Maribel, una mujer transexual, tenía 53 años y el cuerpo de un hombre en 2010, cuando decidió salir del armario y darse al activismo. “Estuve con las pancartas”, explica hoy, aún a la espera de poder operarse. “Decir que me emocionó es poco. Me empoderó”. Historias así hay mil: Guillermo, también de 26, diseñador gráfico, recuerda de 2004: “El año en el que salí del armario colaboré con una de las cabalgatas. Vinieron a ayudarme mi madre y mi hermana. Y ahí subidas se quedaron cuando empezó la marcha, encantadas de conocerse, rodeadas de lo mejor de cada casa y formando de parte de ese mundo adonde, supe entonces, no iba a entrar yo solo”. Mateo, de 23, aún recuerda cuando vio la marcha por primera vez: era 2007, el año en el que tuvo su primera experiencia homosexual, y estaba dando un paseo por Sol. Huyó en dirección contraria. El sentimiento no es el único motor de fondo que mueve al Orgullo. También están los conflictos irresolubles. Los choques con el Ayuntamiento, por ejemplo. O la muy sentida guerra por el nombre, Orgullo Gay cuando debería Orgullo LGTB (“La sociedad está más preparada para prestar atención a hombres”, masculla De Dios).

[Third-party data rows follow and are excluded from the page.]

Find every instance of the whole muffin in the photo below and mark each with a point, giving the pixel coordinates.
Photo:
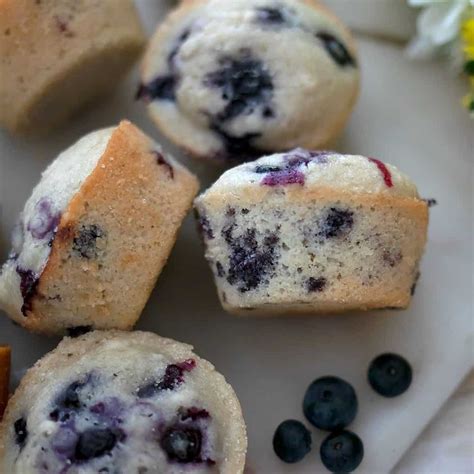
(95, 234)
(313, 232)
(123, 402)
(234, 78)
(57, 55)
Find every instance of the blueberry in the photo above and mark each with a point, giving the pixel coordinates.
(337, 223)
(249, 262)
(95, 442)
(336, 49)
(342, 452)
(270, 16)
(291, 441)
(44, 221)
(330, 403)
(245, 84)
(390, 375)
(182, 444)
(68, 402)
(84, 243)
(29, 281)
(316, 284)
(77, 331)
(162, 88)
(21, 432)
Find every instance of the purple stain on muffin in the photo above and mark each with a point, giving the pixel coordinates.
(172, 378)
(161, 160)
(336, 49)
(250, 262)
(336, 223)
(44, 221)
(245, 84)
(315, 285)
(29, 281)
(85, 242)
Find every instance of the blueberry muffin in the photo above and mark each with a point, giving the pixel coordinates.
(234, 78)
(57, 55)
(313, 232)
(112, 401)
(95, 234)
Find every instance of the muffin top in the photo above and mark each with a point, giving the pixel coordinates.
(234, 78)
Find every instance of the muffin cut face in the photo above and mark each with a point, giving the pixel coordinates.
(313, 232)
(95, 234)
(217, 84)
(123, 402)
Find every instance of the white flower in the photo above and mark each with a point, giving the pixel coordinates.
(438, 27)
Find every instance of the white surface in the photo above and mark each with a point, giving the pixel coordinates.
(408, 115)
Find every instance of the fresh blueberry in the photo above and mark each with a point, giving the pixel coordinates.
(84, 243)
(342, 452)
(390, 375)
(336, 49)
(21, 432)
(330, 403)
(316, 284)
(291, 441)
(249, 262)
(245, 84)
(162, 88)
(95, 442)
(28, 285)
(77, 331)
(337, 223)
(182, 444)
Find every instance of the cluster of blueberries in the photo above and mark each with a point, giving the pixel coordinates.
(330, 404)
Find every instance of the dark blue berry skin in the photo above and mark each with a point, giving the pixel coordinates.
(342, 452)
(390, 375)
(94, 443)
(84, 243)
(337, 223)
(336, 49)
(330, 403)
(21, 432)
(182, 444)
(291, 441)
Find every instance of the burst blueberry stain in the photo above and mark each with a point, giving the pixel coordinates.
(172, 378)
(271, 16)
(182, 444)
(161, 160)
(316, 285)
(337, 223)
(44, 221)
(94, 443)
(29, 281)
(162, 88)
(77, 331)
(85, 242)
(21, 432)
(336, 49)
(250, 263)
(245, 84)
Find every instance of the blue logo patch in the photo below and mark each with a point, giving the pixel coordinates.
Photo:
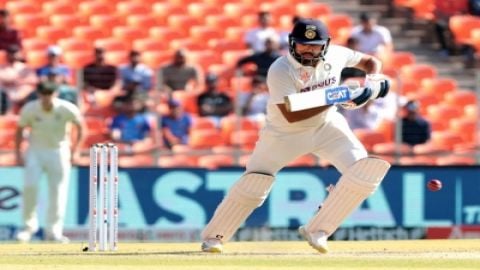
(337, 95)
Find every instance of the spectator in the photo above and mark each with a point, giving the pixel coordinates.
(255, 38)
(176, 125)
(254, 103)
(54, 64)
(135, 68)
(212, 102)
(372, 38)
(442, 13)
(50, 152)
(131, 125)
(264, 59)
(17, 81)
(178, 75)
(99, 75)
(8, 35)
(415, 129)
(351, 72)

O la tensión bicéfala que da tener carácter festivo y reivindicativo a la vez. “Abandoné el Orgullo el día que vi las carrozas comerciales: no habíamos convertido en clientes sodomitas con una buena cuenta corriente”, lamenta Juan, profesor de secundaria. Jorge Batén, que durante 10 años ayudó a organizar las cabalgatas antes de dejar la noche y el mundo gay, lo matiza: “Se ha mercantilizado mucho, pero es un evento gigante y, con la clara falta de apoyo del Ayuntamiento, los intereses privados son cada vez más evidentes”.
No había intereses privados cuando Pablo, de 57 años, se abonó a los Orgullos de los ochenta, aquella marcha marginal y juiciosa que durante años pasó desapercibida. “Ahora es mucha fiesta y, sí, me gustaría participar más. Pero la fiesta es para los jóvenes”. Suele huir del centro los días en el que se celebra el acto pero a veces lo observa, desde su ventana en la plaza del Rey. Donde podría haber visto a Mara con su niño, a Guillermo con su madre, a Mateo con sus amigos o Maribel con su pancarta. O a Per, invisible testigo de todo. Él se sabe de otra estirpe: “Soy de la primera generación de homosexuales que siempre tuvo un Orgullo. Es un buen motivo para sentirse orgulloso”.